Eagon J C, Hurdle J F, Lincoln M J
Department of Medical Informatics, University of Utah, USA.
Proc AMIA Annu Fall Symp. 1996:130-4.
To better understand how VA clinicians use medical vocabulary in every day practice, we set out to characterize terms generated in the Problem List module of the VA's DHCP system that were not mapped to terms in the controlled-vocabulary lexicon of DHCP. When entered terms fail to match those in the lexicon, a note is sent to a central repository. When our study started, the volume in that repository had reached 16,783 terms. We wished to characterize the potential reasons why these terms failed to match terms in the lexicon. After examining two small samples of randomly selected terms, we used group consensus to develop a set of rating criteria and a rating form. To be sure that the results of multiple reviewers could be confidently compared, we analyzed the inter-rater agreement of our rating process. Two rates used this form to rate the same 400 terms. We found that modifiers and numeric data were common and consistent reasons for failure to match, while others such as use of synonyms and absence of the concept from the lexicon were common but less consistently selected.

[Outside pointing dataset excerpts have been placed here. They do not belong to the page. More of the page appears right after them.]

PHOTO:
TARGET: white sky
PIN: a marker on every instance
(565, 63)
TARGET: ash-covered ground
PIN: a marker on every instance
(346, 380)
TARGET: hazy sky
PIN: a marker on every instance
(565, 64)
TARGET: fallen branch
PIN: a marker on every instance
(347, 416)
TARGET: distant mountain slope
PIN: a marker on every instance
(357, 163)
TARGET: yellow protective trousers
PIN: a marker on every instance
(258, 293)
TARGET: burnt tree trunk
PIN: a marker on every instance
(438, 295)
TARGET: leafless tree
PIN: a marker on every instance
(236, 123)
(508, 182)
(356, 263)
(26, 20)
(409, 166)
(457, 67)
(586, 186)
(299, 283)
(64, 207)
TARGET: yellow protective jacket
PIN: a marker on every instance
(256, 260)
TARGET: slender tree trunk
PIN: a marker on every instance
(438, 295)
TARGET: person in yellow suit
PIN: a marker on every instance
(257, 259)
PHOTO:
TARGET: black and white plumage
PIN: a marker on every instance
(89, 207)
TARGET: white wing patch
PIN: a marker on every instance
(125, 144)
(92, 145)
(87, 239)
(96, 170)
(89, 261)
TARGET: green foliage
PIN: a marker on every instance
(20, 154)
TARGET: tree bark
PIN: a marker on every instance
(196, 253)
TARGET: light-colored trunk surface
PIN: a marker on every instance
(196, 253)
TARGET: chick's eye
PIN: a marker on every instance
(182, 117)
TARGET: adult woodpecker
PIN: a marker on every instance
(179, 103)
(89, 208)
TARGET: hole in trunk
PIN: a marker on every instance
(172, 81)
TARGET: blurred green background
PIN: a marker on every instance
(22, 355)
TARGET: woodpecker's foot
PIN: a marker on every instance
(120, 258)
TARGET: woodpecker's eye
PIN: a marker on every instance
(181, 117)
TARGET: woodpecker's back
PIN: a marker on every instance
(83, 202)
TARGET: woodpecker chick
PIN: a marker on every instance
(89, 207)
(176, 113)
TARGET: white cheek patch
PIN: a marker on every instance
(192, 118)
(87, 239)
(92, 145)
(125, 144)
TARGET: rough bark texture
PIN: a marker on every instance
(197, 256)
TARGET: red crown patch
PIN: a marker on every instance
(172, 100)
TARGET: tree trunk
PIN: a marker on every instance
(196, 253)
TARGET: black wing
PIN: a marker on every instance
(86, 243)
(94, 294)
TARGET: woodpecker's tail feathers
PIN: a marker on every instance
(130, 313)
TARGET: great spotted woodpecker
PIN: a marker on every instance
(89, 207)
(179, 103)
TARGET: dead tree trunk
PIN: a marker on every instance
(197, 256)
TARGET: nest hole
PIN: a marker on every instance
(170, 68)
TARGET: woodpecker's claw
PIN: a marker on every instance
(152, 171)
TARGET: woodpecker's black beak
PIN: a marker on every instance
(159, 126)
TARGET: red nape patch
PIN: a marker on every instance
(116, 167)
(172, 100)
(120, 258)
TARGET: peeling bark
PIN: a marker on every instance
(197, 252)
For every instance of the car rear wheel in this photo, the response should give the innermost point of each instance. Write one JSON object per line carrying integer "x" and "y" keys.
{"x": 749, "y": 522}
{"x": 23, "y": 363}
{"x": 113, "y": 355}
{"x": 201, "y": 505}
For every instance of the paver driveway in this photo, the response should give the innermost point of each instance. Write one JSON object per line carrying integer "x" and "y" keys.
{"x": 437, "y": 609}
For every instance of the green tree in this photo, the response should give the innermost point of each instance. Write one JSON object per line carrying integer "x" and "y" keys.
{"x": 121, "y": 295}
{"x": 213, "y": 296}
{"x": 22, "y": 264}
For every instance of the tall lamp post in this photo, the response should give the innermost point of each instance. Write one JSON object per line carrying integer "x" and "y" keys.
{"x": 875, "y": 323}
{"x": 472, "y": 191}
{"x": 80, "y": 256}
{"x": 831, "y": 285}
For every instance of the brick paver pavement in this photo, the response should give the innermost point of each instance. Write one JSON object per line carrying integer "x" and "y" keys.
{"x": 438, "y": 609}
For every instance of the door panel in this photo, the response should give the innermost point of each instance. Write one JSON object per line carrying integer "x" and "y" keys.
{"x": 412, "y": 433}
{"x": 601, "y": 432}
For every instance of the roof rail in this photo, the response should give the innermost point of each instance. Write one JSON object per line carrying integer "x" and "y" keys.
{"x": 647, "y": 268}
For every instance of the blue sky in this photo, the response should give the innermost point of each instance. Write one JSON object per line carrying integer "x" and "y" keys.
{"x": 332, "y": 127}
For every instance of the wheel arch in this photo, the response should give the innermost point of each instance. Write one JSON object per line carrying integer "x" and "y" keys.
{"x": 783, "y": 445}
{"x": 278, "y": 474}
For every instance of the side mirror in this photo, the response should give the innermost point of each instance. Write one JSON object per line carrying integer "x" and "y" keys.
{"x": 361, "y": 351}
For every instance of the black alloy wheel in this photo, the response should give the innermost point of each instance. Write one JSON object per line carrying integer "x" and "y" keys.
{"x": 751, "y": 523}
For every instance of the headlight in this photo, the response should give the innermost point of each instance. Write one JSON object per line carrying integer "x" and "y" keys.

为了更好地理解退伍军人事务部(VA)的临床医生在日常实践中如何使用医学词汇,我们着手对VA的动态健康护理计划(DHCP)系统的问题列表模块中生成的、未映射到DHCP控制词汇词典中的术语进行特征描述。当输入的术语与词典中的术语不匹配时,一条注释会被发送到一个中央存储库。当我们的研究开始时,该存储库中的术语数量已达到16783个。我们希望找出这些术语与词典中的术语不匹配的潜在原因。在检查了两个随机选择的小样本术语后,我们通过小组共识制定了一套评级标准和一份评级表。为确保能够可靠地比较多个评审者的结果,我们分析了评级过程中的评分者间一致性。两名评分者使用此表格对相同的400个术语进行评级。我们发现,修饰词和数字数据是不匹配的常见且一致的原因,而其他原因,如使用同义词和词典中不存在该概念等则很常见,但选择的一致性较低。